Artykuły

Zerwana struna, zagubiona kostka

"Słynny niebieski prochowiec" w Teatrze Piosenki we Wrocławiu. Pisze Małgorzata Matuszewska w Polsce Gazecie Wrocławskiej.

Czasem zamiast umiejętności i talentu artystów widz musi podziwiać ich zimną krew, gdy wszystko sypie się w drobny mak. Triu z Bielska-Białej, goszczącemu w sobotni wieczór we wrocławskim Teatrze Piosenki, opanowania nie zabrakło, choć utrzymanie w ryzach klimatu koncertu songów Leonarda Cohena zawisło na włosku.

Rafał Sawicki (gitara, śpiew i widoczna pasja dla twórczości Cohena), Marta Gzowska-Sawicka (śpiew) i Krzysztof Maciejowski (skrzypce) musieli poradzić sobie z przeciwnościami losu. Ich (właściwie niezawinione) wpadki to: zerwana struna w gitarze Rafała Sawickiego, której wymiana - ze względu na ciemności za kulisami - trwała długo i zagubiona - z tych samych powodów - kostka do gitary.

Na pewno przeżyli chwilę paniki, Rafał Sawicki żartował nawet, że nie podejrzewał, iż z koncertu songów Cohena wyjdzie kabaret. W niezamierzonej przerwie Marta Gzowska-Sawicka zaśpiewała "Dookoła noc się stała" Agnieszki Osieckiej, a potem zaprezentowała swój niezwykły, bardzo niski głos w "Besame mucho" Consuela Velazqueza. Dostrzec można było zdenerwowanie artystów, bo Krzysztof Maciejowski, próbujący akompaniować jej na skrzypcach, wziął za wysoki ton. Świetny zresztą skrzypek zagrał też fragmenty "Skrzypka na dachu". Żartom nie było końca.

Trudno w takiej sytuacji zbudować nostalgiczny klimat cohenowskiego koncertu. Na szczęście artyści w końcu zdołali skupić rozproszoną uwagę publiczności, która - po wymianie struny i odnalezieniu kostki - zasłuchała się w "Słynnym niebieskim prochowcu", "Zuzannie", "Dzisiaj tu, jutro tam", "Wspomnieniach", "Jestem twój" i "Alleluja".

Wieczór był więc klimatyczny i sentymentalny, a publiczność, zgromadzona tłumnie w małej sali Impartu, doceniła artystyczne i organizacyjne wysiłki. Oklaskom nie było końca.
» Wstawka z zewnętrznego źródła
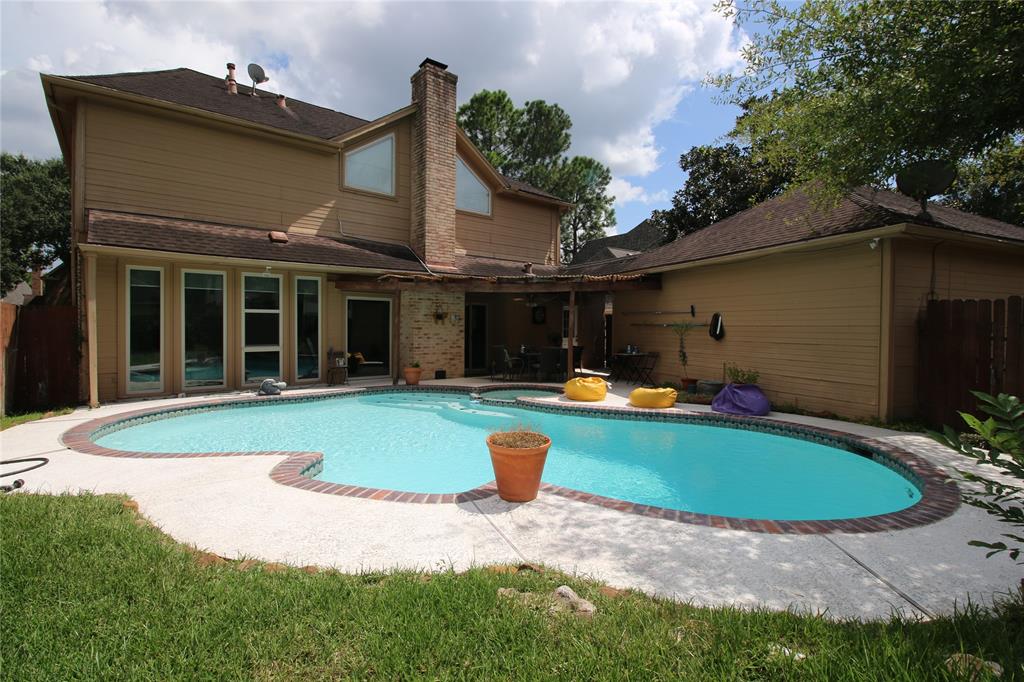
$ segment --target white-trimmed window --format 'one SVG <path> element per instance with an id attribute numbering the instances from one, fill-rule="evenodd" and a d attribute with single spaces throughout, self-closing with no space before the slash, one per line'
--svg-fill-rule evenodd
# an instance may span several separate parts
<path id="1" fill-rule="evenodd" d="M 181 367 L 185 388 L 225 385 L 226 281 L 224 272 L 181 272 Z"/>
<path id="2" fill-rule="evenodd" d="M 345 152 L 345 186 L 394 196 L 394 134 Z"/>
<path id="3" fill-rule="evenodd" d="M 125 288 L 125 337 L 129 393 L 164 388 L 164 271 L 128 266 Z"/>
<path id="4" fill-rule="evenodd" d="M 455 157 L 455 208 L 491 215 L 491 191 L 458 156 Z"/>
<path id="5" fill-rule="evenodd" d="M 320 278 L 295 278 L 295 379 L 320 378 Z"/>
<path id="6" fill-rule="evenodd" d="M 281 378 L 281 275 L 242 275 L 242 381 Z"/>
Teatr Piosenki jest swoistym wrocławskim fenomenem. Trudno mu konkurować z większymi scenami, zwłaszcza dramatycznymi. Bo i budżet nie ten, i sala Impartu nie kusi nadzwyczajną wygodą i nowoczesnością. Impart, do którego Teatr został przytulony, mieści się w dziwnej pod względem kulturalnym części miasta. Niby to centrum, ale z boku, a jeśli ktoś zmierza na koncert czy spektakl od strony Muzeum Narodowego, nie uniknie błota i kałuż albo kurzu. Czasem trzeba więc bardzo lubić piosenkę, żeby tam dotrzeć.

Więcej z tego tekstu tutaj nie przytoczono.